Personal information
- Born: 6 June 1997 (age 29) Užice, FR Yugoslavia
- Height: 1.88 m (6 ft 2 in)
- Weight: 72 kg (159 lb)
- Spike: 302 cm (119 in)
- Block: 290 cm (114 in)

Volleyball information
- Position: Middle blocker
- Current club: Savino Del Bene Scandicci
- Number: 14 (NT), 8 (Club)

Career
| Years | Teams |
| 2011–2013 | Jedinstvo Uzice |
| 2013–2018 | Vizura Ruma |
| 2018–2021 | CSM Volei Alba Blaj |
| 2021–2022 | Volero Le Cannet |
| 2022–2023 | Megabox Volley Vallefoglia |
| 2023–2025 | Igor Gorgonzola Novara |
| 2025–2026 | Zeren Spor Kulübü |
| 2026– | Savino Del Bene Scandicci |

National team
| 2015– | Serbia |

Honours
Women's volleyball
Representing Serbia
Olympic Games
| Bronze medal – third place | 2020 Tokyo | Team |
World Championship
| Gold medal – first place | 2018 Japan | Team |
| Gold medal – first place | 2022 Netherlands/Poland | Team |
European Championship
| Gold medal – first place | 2019 Hungary/Poland/Slovakia/Turkey |  |
| Silver medal – second place | 2023 Belgium/Estonia/Germany/Italy |  |
FIVB Nations League
| Bronze medal – third place | 2022 Ankara | Team |

= Maja Aleksić =

Serbian volleyball player (born 1997)

Maja Aleksić (Маја Алексић; born 6 June 1997, Užice) is a Serbian volleyball player who plays as a middle blocker. She is currently a member of Serbian women's national volleyball team.

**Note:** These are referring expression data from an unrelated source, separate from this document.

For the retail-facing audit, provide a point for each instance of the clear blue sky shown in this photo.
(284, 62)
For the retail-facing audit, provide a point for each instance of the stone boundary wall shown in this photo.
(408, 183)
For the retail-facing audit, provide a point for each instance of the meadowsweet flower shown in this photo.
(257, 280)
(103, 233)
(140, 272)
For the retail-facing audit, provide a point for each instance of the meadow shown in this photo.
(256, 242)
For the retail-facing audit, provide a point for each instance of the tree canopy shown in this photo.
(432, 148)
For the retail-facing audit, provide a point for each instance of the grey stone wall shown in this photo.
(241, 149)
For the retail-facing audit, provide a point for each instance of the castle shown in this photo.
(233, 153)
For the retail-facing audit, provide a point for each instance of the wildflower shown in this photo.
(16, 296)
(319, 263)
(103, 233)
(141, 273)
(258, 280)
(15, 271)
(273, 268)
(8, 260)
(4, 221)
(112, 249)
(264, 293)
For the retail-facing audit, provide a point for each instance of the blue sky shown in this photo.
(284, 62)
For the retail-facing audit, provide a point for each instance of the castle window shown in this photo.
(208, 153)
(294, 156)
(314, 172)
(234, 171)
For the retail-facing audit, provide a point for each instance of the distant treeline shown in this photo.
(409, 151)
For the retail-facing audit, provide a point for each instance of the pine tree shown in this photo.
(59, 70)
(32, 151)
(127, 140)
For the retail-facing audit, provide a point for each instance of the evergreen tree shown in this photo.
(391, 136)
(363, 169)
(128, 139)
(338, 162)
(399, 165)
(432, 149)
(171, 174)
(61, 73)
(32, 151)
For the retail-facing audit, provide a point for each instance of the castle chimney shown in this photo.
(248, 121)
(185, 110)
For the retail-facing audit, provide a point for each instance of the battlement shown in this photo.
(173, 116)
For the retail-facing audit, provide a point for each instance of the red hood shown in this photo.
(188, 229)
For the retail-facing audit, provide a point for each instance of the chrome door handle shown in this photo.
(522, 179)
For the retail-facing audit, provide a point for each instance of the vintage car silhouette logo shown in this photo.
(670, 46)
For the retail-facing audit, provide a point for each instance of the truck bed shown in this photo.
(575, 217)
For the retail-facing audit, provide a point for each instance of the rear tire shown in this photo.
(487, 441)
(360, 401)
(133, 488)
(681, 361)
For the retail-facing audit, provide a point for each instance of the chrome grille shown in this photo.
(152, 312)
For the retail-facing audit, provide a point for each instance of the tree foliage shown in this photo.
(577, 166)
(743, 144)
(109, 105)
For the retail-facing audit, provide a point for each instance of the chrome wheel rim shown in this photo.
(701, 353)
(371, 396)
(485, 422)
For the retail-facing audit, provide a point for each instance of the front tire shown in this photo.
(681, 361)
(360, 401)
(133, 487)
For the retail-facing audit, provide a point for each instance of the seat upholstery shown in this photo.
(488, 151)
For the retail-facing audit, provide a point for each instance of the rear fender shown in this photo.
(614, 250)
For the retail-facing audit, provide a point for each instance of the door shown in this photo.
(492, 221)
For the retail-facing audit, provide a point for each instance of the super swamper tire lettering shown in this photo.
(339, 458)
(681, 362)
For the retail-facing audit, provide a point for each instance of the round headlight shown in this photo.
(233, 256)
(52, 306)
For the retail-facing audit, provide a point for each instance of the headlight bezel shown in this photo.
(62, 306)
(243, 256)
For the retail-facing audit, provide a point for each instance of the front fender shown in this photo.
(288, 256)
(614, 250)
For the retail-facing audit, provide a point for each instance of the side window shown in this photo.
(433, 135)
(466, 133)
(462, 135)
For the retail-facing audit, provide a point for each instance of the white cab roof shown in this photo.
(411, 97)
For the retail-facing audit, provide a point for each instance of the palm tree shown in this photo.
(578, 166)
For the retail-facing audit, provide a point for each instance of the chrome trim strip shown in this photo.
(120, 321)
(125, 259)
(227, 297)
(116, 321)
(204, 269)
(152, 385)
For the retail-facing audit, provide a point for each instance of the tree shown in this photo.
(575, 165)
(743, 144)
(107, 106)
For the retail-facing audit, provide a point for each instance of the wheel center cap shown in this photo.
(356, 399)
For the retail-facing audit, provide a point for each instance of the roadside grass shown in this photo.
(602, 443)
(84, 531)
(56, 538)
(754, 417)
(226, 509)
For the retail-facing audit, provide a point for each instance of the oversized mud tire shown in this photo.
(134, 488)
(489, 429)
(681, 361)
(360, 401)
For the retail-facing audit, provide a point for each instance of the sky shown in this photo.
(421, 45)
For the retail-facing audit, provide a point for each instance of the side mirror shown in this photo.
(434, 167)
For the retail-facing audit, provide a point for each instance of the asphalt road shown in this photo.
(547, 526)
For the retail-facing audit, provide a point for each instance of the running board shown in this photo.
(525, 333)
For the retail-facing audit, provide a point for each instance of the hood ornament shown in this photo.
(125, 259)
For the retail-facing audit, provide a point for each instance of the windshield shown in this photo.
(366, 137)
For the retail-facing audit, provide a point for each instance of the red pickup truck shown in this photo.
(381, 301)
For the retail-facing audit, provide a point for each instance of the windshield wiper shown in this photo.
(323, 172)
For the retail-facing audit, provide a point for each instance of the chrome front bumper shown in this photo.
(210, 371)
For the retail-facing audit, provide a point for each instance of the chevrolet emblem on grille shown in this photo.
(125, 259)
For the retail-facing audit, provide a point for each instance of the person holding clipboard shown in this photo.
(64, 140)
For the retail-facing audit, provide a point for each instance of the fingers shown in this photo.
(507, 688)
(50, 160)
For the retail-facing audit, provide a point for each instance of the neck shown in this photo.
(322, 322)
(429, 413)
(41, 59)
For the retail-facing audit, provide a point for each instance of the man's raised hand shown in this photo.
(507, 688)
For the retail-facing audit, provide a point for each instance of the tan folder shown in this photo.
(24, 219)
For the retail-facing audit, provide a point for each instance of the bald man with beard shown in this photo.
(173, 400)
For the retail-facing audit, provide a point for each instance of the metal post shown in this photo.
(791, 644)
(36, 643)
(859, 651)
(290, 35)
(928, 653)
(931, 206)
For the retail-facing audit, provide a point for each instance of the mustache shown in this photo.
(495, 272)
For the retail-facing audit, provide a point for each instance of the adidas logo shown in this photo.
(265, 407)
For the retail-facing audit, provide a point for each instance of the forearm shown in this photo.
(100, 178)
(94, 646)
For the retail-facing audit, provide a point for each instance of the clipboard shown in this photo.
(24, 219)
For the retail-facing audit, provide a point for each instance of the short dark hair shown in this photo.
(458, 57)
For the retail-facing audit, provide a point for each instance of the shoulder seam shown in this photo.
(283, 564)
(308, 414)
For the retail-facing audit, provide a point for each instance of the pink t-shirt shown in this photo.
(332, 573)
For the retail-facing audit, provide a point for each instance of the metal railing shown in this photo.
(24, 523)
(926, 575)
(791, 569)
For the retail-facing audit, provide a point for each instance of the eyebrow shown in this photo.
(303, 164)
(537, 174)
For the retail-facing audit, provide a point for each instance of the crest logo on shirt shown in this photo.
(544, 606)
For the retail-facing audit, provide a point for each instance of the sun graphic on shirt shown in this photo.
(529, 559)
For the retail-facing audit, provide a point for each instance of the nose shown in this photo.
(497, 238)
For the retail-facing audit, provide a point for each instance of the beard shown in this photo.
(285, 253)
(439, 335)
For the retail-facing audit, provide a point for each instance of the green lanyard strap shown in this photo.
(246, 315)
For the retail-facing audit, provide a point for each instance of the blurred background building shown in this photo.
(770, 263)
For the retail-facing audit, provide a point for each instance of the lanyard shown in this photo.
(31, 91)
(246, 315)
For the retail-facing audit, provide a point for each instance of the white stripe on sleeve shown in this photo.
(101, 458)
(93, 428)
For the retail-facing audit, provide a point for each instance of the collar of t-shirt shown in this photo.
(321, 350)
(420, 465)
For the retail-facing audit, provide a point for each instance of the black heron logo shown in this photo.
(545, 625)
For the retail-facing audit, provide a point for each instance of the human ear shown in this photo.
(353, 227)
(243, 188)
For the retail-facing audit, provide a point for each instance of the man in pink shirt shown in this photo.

Aleksić competed in the 2018 FIVB Volleyball Women's Nations League, 2018 FIVB Volleyball Women's World Championship, 2019 FIVB Volleyball Women's Nations League, and 2019 FIVB Volleyball Women's World Cup.

Aleksić was part of the Serbian women's national volleyball team at the 2020 Tokyo Summer Olympics, where she won a bronze medal. With the national team, she also won the bronze medal at 2022 FIVB Volleyball Women's Nations League.